Why does such a suggestion seem to be an exercise in futility? Perhaps too many of us have forgotten that the starting point of our faith is in Jesus Christ, in whom God is made weak, not mighty, or, in the words of the biblical scholar Hans Frei, marked by “powerful powerlessness.” Jesus Christ is the self-emptied God who shares fully in the human condition: buffeted by history, assailed by doubt and ambiguity, subject to mortality and called to hope despite of—and maybe because of—the inescapable fragility of life. Sharing this human condition, our hope does not rest in a God who will swoop down and rescue us from this situation. Rather, it is hope in Jesus Christ in whom God calls us to friendship sealed in the Spirit that Christ promised would be with us for all time. Faith is nurtured in the potting-soil of love, joy, grief, friendship, generosity and even doubt, and fertilized by the Spirit of Christ. This is the way the reign of God just might emerge in history.

Graced self-doubt

Why this forgetfulness has occurred is a matter for speculation, no doubt, but it has at least in part to do with the conviction of moral certitude that can afflict those of any and every perspective. What Charles Curran has called “the albatross of certitude” can perhaps be overcome by recourse to Margaret Farley, R.S.M.’s category of “the grace of self-doubt,” or what in more secular guise we might label epistemic humility.

As Farley suggests, “graced self-doubt” is particularly necessary to the powerful, whose second-greatest temptation is “grasping for certitude” (the first is self-righteousness, the temptation of those in any position of authority). The “self-doubt” Farley encourages is not the cultivation of some sort of psychic weakness; rather, it suggests the healthy self-knowledge that comes with accepting the possibility that one could always be wrong. It is not the product of a weak ego so much as the remedy for one that is overactive. And its importance lies in its being “the basic condition for communal as well as individual moral discernment.”
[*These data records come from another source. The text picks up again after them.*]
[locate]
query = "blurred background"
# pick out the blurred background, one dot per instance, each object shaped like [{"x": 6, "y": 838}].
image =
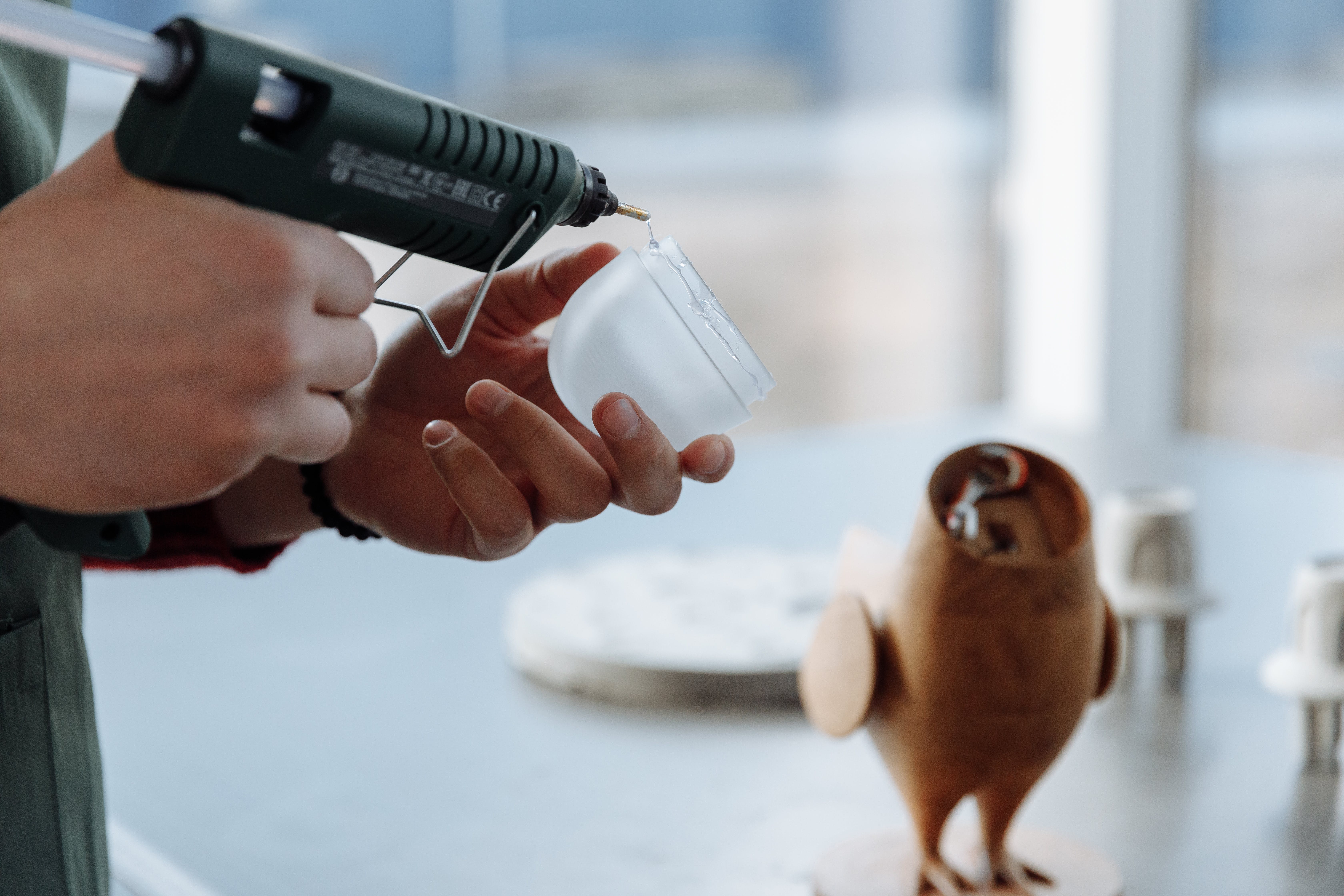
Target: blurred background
[{"x": 833, "y": 167}]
Theologically speaking, the grace of self-doubt is nothing but the internalization of kenosis in discipleship of the kenotic one, the Shaken One himself. The God who has subordinated himself to the human condition in the historical figure of Jesus of Nazareth is the perfect exemplar of epistemic humility, and hence discipleship of Jesus entails the free acceptance of the grace of self-doubt. The drama of the paschal mystery itself suggests a way forward. The anguished cry of Jesus on the cross, “My God, My God, why have you forsaken me?” is transformed in the epistemic humility of “it is accomplished” (Jn 19:30), making way for transformation into the new life of resurrection. No Christian of any political or ecclesial persuasion can gainsay the heart of the Gospel story.